Key Responsibilities

· Design and maintain a comprehensive observability platform using Grafana, Prometheus, Loki, and Tempo.

· Implement proactive monitoring and alerting for:

· Microservices and APIs (latency, error rates, availability)

· Batch jobs, scheduled workloads, and ETL/data pipelines (success/failure, duration, SLA adherence)

· Server and container health (CPU, memory, disk, network, capacity trends)

· Database health and performance (availability, replication, query latency, resource utilization)

· Application and infrastructure logging, including centralized log ingestion, indexing, and search.

· Build actionable alerts with clear runbooks, ownership, and escalation paths to minimize mean time to detect (MTTD) and mean time to resolve (MTTR).

· Partner with application, platform, and DevOps teams to instrument services with metrics, traces, and structured logs.

· Continuously improve signal quality by reducing alert noise, eliminating false positives, and optimizing thresholds based on historical trends.

· Create and maintain dashboards for real-time operational visibility and executive-level health reporting.

Support incident response and post-incident reviews by providing high-fidelity telemetry and contributing to root cause analysis.

Required Qualifications

· 5+ years of experience in Site Reliability Engineering, DevOps, or Production Operations.

· Hands-on expertise with Prometheus, Grafana, Loki, and Tempo in large-scale, production environments.

· Strong understanding of monitoring distributed systems spanning both On-Premises and Cloud environments (GCP, Azure).

· Experience defining SLOs/SLIs and building alerting strategies based on reliability engineering best practices.

· Exceptional attention to detail with the ability to think through complex systems end-to-end, anticipate edge cases, failure modes, and cascading impacts, and proactively design monitoring and alerting to cover both common and rare operational scenarios.

Education
Bachelor’s degree or, equivalent experience (HS diploma + 4 years relevant experience)

Anticipated Weekly Hours

40

Time Type

Full time

Pay Range

The typical pay range for this role is:

$72,100.00 - $144,200.00

This pay range represents the base hourly rate or base annual full-time salary for all positions in the job grade within which this position falls. The actual base salary offer will depend on a variety of factors including experience, education, geography and other relevant factors. This position is eligible for a CVS Health bonus, commission or short-term incentive program in addition to the base pay range listed above.

Our people fuel our future. Our teams reflect the customers, patients, members and communities we serve and we are committed to fostering a workplace where every colleague feels valued and that they belong.

Great benefits for great people

We take pride in offering a comprehensive and competitive mix of pay and benefits that reflects our commitment to our colleagues and their families.

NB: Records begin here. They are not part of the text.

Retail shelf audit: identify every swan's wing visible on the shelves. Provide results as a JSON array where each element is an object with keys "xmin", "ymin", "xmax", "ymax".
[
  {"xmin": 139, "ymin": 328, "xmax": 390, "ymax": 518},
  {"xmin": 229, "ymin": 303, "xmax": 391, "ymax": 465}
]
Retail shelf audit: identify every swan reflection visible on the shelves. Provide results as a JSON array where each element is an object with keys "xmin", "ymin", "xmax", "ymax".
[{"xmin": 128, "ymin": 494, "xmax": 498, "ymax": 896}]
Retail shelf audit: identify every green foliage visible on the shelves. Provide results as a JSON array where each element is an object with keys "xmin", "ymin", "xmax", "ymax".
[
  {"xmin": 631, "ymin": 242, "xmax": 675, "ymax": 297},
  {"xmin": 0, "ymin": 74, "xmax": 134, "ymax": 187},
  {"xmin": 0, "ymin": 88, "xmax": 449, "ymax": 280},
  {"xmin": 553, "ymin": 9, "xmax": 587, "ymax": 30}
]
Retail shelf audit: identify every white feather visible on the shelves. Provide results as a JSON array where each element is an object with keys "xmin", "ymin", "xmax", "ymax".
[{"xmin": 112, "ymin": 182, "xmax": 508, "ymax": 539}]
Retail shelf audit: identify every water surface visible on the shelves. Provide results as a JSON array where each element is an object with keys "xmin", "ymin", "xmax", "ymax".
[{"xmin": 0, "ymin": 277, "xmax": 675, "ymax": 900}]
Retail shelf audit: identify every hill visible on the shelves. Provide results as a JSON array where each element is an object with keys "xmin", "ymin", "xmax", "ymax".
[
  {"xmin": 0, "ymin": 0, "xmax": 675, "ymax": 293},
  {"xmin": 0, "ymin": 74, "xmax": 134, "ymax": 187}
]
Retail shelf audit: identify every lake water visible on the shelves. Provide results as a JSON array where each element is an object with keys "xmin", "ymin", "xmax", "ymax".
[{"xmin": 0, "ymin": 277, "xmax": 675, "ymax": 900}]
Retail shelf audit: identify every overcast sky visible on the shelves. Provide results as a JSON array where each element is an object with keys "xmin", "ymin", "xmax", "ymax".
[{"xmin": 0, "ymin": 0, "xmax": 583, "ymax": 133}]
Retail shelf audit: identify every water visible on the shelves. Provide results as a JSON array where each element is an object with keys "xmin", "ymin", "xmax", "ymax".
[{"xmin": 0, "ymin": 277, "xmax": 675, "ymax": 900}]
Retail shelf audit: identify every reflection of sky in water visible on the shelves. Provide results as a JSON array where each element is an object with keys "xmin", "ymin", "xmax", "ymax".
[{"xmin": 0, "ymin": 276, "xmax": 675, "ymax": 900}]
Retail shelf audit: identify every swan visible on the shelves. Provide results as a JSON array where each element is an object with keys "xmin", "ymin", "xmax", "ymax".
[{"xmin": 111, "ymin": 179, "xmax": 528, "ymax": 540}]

This full‑time position is eligible for a comprehensive benefits package designed to support the physical, emotional, and financial well‑being of colleagues and their families. The benefits for this position include medical, dental, and vision coverage, paid time off, retirement savings options, wellness programs, and other resources, based on eligibility.


Additional details about available benefits are provided during the application process and on
Benefits Moments.

We anticipate the application window for this opening will close on: 04/28/2026

Qualified applicants with arrest or conviction records will be considered for employment in accordance with all federal, state and local laws.